Speaking of which...I've got an extensive reading list this summer. My brother told me to read _The Black Swan_ by Nassim Taleb, and it's pretty interesting. I think you'll have to wait until I finish reading it for more information. Oh, and I've got this book called _The Joy of Chemistry_. I should start...but I think I'll continue with my doing-nothing,listening-to-music, oversleeping-and-daydreaming schedule for just one more day.

They say the way to get ahead is to get started. I suppose that's the reason why I semi-failed this year, in the ninth grade. I started too late. And constant novelty sapped my initiative. Darn Gmail. Well. it's my fault, really. I had the willpower to keep from procrastinating. I guess I just didn't put it to use. Maybe, just maybe, I didn't have the willpower. Hmm...

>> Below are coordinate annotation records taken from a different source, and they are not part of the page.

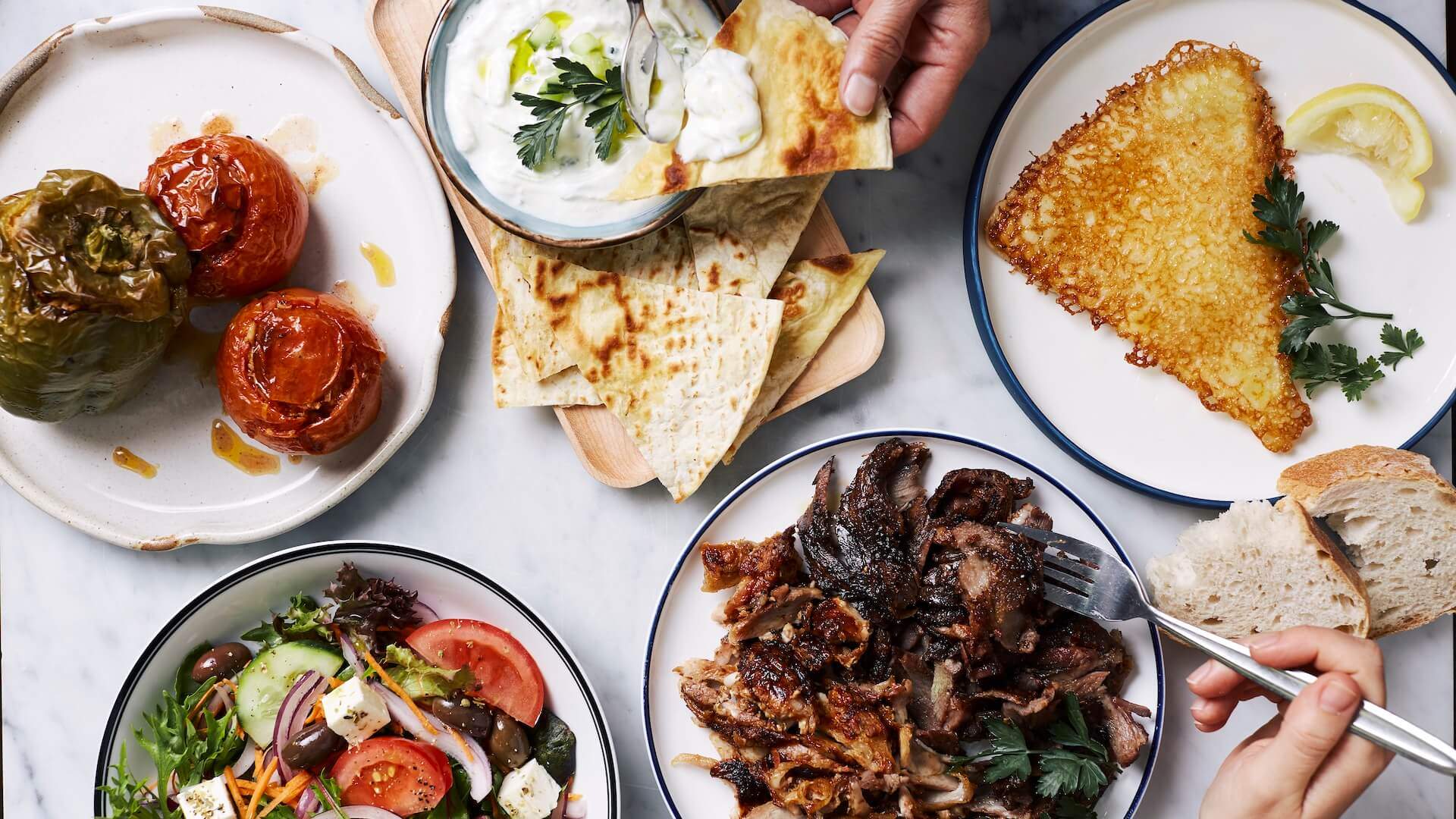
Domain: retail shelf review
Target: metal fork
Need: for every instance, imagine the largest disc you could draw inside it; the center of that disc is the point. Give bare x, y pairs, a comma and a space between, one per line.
1088, 580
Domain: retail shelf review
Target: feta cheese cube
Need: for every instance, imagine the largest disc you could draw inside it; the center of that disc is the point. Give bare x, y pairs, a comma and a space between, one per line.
529, 792
207, 800
354, 711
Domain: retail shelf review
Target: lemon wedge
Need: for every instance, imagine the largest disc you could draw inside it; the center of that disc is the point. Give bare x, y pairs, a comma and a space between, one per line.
1375, 124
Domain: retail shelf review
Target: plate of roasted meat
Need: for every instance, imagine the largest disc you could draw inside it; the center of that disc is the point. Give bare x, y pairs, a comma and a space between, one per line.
224, 309
1201, 251
851, 634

People say I'm smart and I work hard. Why can't I ever agree with them? Oh, haha, FEYNMAN. He'd ask me what I care about what other people think. That reminds me. I need to go to Central Library to pick up my copy, which I requested a couple of days ago.

Right. And when I come back from Bangladesh, I think I'll study chem and prepare for the SAT II Bio. And read. And other stuff. Have a nice day, people. ROCK OUT.

P.S. Too tired to proofread. Tell me if you find mistakes, kk?